How to Calculate All the Money You’re Wasting on Meetings
A little over 10 years ago, when I worked as an entertainment editor at a newspaper, I learned firsthand the feeling of futility that meetings can create. I was in a conference room with a yellow legal pad and pen with a few other staffers, ready for a meeting to begin to discuss our coverage of South by Southwest.
The meeting began, and after some initial small talk about our weekends and some fumbling with email printouts… nothing happened. The conversation dried up. Someone may have coughed.
We realized, with a mixture of horror and “You gotta be shitting me!” bemusement, that the person who called the meeting weeks before no longer worked with us. And on top of that, we had no real agenda or tangible ground to cover; it was still too early to do any significant planning for this festival and we all had other work that was far more pressing.

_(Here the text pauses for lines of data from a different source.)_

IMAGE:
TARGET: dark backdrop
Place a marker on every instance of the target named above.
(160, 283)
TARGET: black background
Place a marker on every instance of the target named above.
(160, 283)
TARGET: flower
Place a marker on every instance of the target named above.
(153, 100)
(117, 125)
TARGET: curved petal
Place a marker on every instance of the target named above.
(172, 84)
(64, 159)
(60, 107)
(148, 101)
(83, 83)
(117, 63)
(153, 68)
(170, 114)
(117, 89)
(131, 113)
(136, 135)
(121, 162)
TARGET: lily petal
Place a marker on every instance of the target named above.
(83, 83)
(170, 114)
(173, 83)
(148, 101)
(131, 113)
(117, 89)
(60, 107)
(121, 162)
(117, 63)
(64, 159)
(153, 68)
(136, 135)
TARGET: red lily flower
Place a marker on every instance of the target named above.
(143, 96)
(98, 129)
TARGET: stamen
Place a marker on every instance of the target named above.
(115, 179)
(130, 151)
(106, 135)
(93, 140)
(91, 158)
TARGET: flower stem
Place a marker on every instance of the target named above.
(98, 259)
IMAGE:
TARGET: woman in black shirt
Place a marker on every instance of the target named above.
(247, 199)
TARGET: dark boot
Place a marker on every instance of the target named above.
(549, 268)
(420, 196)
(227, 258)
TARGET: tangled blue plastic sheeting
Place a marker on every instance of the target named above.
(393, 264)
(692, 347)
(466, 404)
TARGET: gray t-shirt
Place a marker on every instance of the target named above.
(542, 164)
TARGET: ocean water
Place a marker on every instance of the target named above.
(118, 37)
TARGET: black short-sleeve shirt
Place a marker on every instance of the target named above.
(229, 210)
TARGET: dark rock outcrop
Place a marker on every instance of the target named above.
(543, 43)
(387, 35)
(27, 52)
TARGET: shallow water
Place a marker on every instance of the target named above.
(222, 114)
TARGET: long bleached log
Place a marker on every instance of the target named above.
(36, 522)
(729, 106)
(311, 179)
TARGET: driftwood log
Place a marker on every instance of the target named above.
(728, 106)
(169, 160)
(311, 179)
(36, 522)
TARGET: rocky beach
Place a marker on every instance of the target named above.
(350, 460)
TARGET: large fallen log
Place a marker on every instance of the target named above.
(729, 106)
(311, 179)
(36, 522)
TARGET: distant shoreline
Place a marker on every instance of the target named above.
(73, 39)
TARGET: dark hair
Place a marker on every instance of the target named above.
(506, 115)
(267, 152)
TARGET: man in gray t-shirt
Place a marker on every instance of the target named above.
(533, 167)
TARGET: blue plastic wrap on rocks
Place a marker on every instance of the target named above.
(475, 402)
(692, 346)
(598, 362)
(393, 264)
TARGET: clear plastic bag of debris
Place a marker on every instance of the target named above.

The meeting was adjourned early, we had a laugh, but I wish I could say this was the only meeting in my long office career that didn’t need to happen. This particular meeting, like so many others, wasn’t just a waste of our time; it also cost our company money. Even journalists, who aren’t known for their high pay, have a set of skills that makes their time valuable. The time we spent huddled in an unproductive meeting was time we could have each spent working on daily assignments and long-term projects.
Before Covid-19 shifted nearly all work meetings for many people to webcam-based virtual gatherings, meetings usually worked like this: someone, typically a manager, decided that an upcoming project or topic was important enough to gather over. Either that person sends out an email or calendar invite telling people to meet at a location, time, and date, or a whole process began of “What’s a good time everyone can meet for this important discussion?” Even with tools such as Doodle or WhenToMeet to pick an optimal gathering time, that process can drag on and delay important discussions.